Pero no se marchó. Volvió a pronunciar su nombre, y entonces gritó ante la falta de respuesta.

—¡Ronnie! ¡Ven aquí!

George rodó sobre sí para demostrar que seguía vivo.

Eileen le preguntó a George qué había pasado. George le explicó que había salido a dar un paseo y se había torcido el tobillo.

Ronnie lo ayudó a ponerse en pie y George fingió que cojeaba y la cosa fue soportable durante unos minutos, porque aunque la zanja era cómoda la idea de pasarse las diez horas siguientes solo no lo era. Y, para ser franco, se sentía bastante aliviado al verse en compañía de otros seres humanos.

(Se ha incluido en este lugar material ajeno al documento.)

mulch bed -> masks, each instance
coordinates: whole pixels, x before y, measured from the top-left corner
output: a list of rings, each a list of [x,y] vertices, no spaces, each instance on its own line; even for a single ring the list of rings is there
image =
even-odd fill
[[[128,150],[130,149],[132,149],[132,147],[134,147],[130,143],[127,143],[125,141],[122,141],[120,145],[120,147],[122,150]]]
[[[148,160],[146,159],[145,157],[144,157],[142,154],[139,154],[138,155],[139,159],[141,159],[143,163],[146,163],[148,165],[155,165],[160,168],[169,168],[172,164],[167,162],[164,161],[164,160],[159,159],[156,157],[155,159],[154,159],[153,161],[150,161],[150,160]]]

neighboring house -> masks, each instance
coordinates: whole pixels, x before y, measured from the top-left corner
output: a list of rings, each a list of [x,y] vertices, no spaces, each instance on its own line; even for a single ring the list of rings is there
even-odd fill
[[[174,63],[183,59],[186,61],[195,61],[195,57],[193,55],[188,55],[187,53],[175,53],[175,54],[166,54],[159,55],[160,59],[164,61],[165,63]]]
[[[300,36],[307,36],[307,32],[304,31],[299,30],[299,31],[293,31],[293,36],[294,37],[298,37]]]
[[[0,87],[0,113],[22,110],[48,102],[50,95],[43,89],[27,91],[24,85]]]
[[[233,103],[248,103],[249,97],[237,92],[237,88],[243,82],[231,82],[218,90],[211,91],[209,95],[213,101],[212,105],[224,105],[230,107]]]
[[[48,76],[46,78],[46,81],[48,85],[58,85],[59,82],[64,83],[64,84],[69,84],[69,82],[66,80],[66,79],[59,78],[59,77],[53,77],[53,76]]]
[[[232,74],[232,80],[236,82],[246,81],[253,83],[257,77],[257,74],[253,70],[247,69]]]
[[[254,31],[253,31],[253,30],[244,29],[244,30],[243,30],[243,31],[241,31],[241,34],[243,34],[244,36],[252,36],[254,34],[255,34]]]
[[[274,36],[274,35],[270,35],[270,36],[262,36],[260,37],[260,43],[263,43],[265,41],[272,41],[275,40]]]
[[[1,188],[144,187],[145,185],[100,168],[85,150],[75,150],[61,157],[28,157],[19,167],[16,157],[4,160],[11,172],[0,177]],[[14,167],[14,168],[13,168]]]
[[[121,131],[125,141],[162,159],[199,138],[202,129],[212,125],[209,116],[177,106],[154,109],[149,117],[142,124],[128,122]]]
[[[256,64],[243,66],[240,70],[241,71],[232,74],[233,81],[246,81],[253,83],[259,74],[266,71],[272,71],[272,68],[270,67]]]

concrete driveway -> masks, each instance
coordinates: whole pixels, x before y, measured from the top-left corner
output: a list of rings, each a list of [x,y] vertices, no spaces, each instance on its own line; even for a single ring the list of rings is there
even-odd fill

Pero Eileen y Ronnie lo estaban llevando de vuelta a la casa y eso no era bueno, y a medida que se acercaban se sintió como si alguien le pusiera una bolsa de basura negra en la cabeza.

Estuvo a punto de echar a correr cuando llegaron a la carretera principal. No le importaba que el perro estuviese adiestrado para atacar. No le importaba la vergüenza que suponía una carrera de liebre perseguida por sabueso con Ronnie a través del pueblo (una carrera que estaba casi seguro de que ganaría; tenía tanta adrenalina recorriéndole el sistema que podría haber dejado atrás a una cebra). Era simplemente la única opción que le quedaba.

Sólo que no lo era.

Había otra opción, y era tan obvia que no pudo creer que la hubiese olvidado. Se tomaría el Valium. Se tomaría todo el Valium que quedaba en cuanto volviese a casa.

Pero ¿y si alguien había tirado el frasco? ¿Y si alguien había arrojado las pastillas al váter y tirado de la cadena? ¿O las había escondido para impedir que un niño las ingiriera por accidente?

Echó a correr.

—George —exclamó Ronnie—. Tu tobillo.

No tenía ni la más remota idea de qué hablaba ese hombre.